O maior traficante do país cresceu em Londrina, no Paraná. Jogava bola com os amigos nas ruas, frequentava bares e boates. Serviu o Exército e, assim que deixou o quartel, ganhou do pai um Dodge Polara zero. Nessa época era conhecido como Pedregoso.
No carro rebaixado e com som, desafiava a curvas da cidade e, já naquela época, fugia da Polícia Militar.
— Era muito ruim na bola, mas fazia um sucesso grande com as mulheres — contou um dos amigos de infância.
A história mudou na noite de primeiro de julho de 1987, dez dias antes de completar 30 anos. Já no segundo casamento, Pedregoso encontrou o policial federal Plácido Ladercio Soares, que estava saindo com uma de suas ex-mulheres. A discussão foi imediata. Testemunhas que estavam na Avenida Higienópolis, próximo aos bares Café Sete e Castelinho, no Centro de Londrina, disseram que Plácido lutava caratê e estava armado com uma pistola Magnum 357. O bate-boca evoluiu. Pedregoso encarou.

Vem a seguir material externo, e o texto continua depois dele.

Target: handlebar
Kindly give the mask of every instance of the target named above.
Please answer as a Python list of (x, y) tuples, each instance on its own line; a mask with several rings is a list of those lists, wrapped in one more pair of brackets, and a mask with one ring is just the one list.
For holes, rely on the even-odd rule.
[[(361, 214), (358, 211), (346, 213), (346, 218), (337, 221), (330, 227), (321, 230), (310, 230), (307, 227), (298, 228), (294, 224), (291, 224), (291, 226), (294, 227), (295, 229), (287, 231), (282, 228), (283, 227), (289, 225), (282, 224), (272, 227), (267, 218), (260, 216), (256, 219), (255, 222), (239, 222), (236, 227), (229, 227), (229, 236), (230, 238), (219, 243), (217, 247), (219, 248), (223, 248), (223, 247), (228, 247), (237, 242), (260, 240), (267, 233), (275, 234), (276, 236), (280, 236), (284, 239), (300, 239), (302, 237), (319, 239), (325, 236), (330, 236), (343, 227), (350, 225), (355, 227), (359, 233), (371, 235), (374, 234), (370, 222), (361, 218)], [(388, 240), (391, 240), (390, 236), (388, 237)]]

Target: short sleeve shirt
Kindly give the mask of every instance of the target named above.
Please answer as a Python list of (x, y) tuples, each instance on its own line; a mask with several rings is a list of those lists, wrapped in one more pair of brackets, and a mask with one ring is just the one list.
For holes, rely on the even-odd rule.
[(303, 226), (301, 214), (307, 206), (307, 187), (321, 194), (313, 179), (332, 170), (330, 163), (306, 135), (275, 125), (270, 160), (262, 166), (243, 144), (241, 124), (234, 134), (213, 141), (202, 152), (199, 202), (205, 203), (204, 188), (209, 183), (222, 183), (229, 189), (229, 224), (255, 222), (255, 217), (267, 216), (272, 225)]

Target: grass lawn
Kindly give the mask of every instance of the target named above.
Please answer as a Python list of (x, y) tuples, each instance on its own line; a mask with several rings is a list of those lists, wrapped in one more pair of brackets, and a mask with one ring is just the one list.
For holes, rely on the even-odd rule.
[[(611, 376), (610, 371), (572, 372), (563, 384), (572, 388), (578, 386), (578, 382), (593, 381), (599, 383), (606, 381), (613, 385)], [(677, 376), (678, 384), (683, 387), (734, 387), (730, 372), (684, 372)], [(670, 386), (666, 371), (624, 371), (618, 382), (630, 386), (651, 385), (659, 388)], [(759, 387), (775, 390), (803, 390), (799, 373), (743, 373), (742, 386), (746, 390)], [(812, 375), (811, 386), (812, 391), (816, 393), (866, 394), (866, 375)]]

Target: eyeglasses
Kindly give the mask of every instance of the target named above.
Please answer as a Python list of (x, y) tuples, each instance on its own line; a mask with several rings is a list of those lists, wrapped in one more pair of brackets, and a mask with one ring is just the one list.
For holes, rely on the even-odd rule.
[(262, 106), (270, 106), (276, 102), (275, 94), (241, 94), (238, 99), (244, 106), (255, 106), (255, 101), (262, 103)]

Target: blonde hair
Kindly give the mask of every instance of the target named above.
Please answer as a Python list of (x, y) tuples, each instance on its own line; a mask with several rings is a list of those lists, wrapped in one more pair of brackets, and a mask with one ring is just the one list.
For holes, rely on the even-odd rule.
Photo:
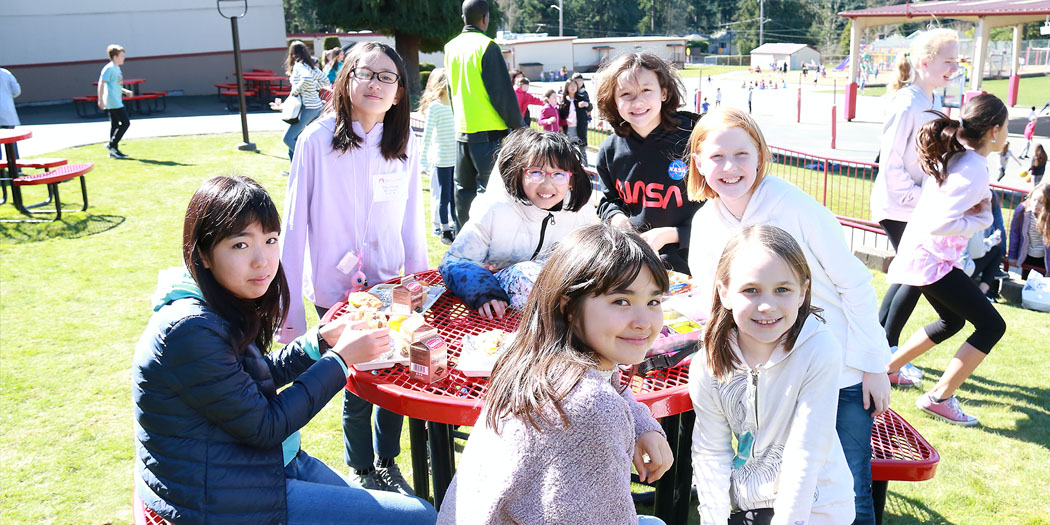
[(736, 108), (718, 108), (705, 114), (696, 123), (696, 127), (693, 128), (693, 132), (689, 135), (689, 152), (691, 154), (689, 155), (689, 174), (686, 181), (686, 189), (689, 192), (690, 201), (707, 201), (718, 196), (718, 193), (708, 185), (708, 180), (700, 173), (692, 153), (701, 153), (700, 145), (707, 140), (708, 133), (714, 130), (730, 128), (740, 128), (747, 131), (748, 135), (751, 136), (752, 144), (755, 145), (755, 149), (758, 150), (758, 168), (756, 170), (757, 173), (755, 173), (755, 186), (758, 186), (765, 176), (765, 163), (770, 162), (773, 154), (770, 153), (770, 147), (765, 144), (765, 136), (762, 135), (762, 130), (758, 128), (758, 123), (747, 111)]
[(897, 79), (889, 84), (889, 91), (896, 91), (912, 81), (912, 69), (923, 60), (933, 60), (945, 44), (959, 44), (959, 33), (954, 29), (937, 28), (919, 33), (911, 41), (908, 52), (897, 59)]
[(441, 94), (446, 92), (445, 88), (447, 86), (448, 83), (444, 67), (436, 67), (430, 71), (429, 78), (426, 79), (426, 89), (423, 90), (423, 96), (419, 98), (419, 112), (426, 114), (426, 109), (430, 107), (430, 104), (441, 100)]

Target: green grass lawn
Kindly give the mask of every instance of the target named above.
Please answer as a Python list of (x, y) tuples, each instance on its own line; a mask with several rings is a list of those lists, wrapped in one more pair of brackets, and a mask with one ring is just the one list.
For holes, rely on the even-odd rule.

— Você é valente porque está armado — disse Pedregoso.
— Não seja por isso. Vamos brigar como homens — retrucou o policial, tirando a arma da cintura e colocando-a sobre um carro estacionado.
Os dois nem trocaram socos. Pedregoso aproveitou a distração do policial, correu e pegou a arma. Deu dois tiros. As balas perfuraram o queixo e foram se alojar na nuca. Plácido só não morreu por muita sorte. Foi parar na UTI do Hospital Evangélico de Londrina. Sobreviveu. Pedregoso fugiu levando a pistola, dois dias depois devolvida pelos seus parentes. Foi buscar abrigo na fronteira, em Ponta Porã, em Mato Grosso. Virou traficante herdando os negócios do pai, Paulo Bernardo da Rocha, o Paulo Camarão.
O pai cresceu no crime nos anos 1950 e 1960, contrabandeando café do Brasil para o Paraguai, naquela época o maior exportador de café do mundo sem nunca ter plantado um pé. O pai tinha uma fazenda na fronteira usada para escoar o café contrabandeado, muito valorizado no Brasil por causa do aperto na fiscalização do Instituto Brasileiro de Café (IBC). Virou uma espécie de ouro negro, porque os paraguaios compravam a saca por preços até 70% maiores do negociado no Brasil. Luiz Carlos ficou na fronteira, foragido, até descobrir que o negócio do futuro era o tráfico de drogas. Quando reapareceu no radar da PF, virou o Cabeça Branca, deixando o contrabando de café para assumir o tráfico de cocaína, herdando toda a logística do pai. Virou amigo e protegido do comerciante Jorge Rafaat Toumani, o “Rei da Fronteira”, morto em junho de 2016 no Centro de Pedro Juan Caballero, cidade paraguaia vizinha de Ponta Porã, a 323 km de Campo Grande.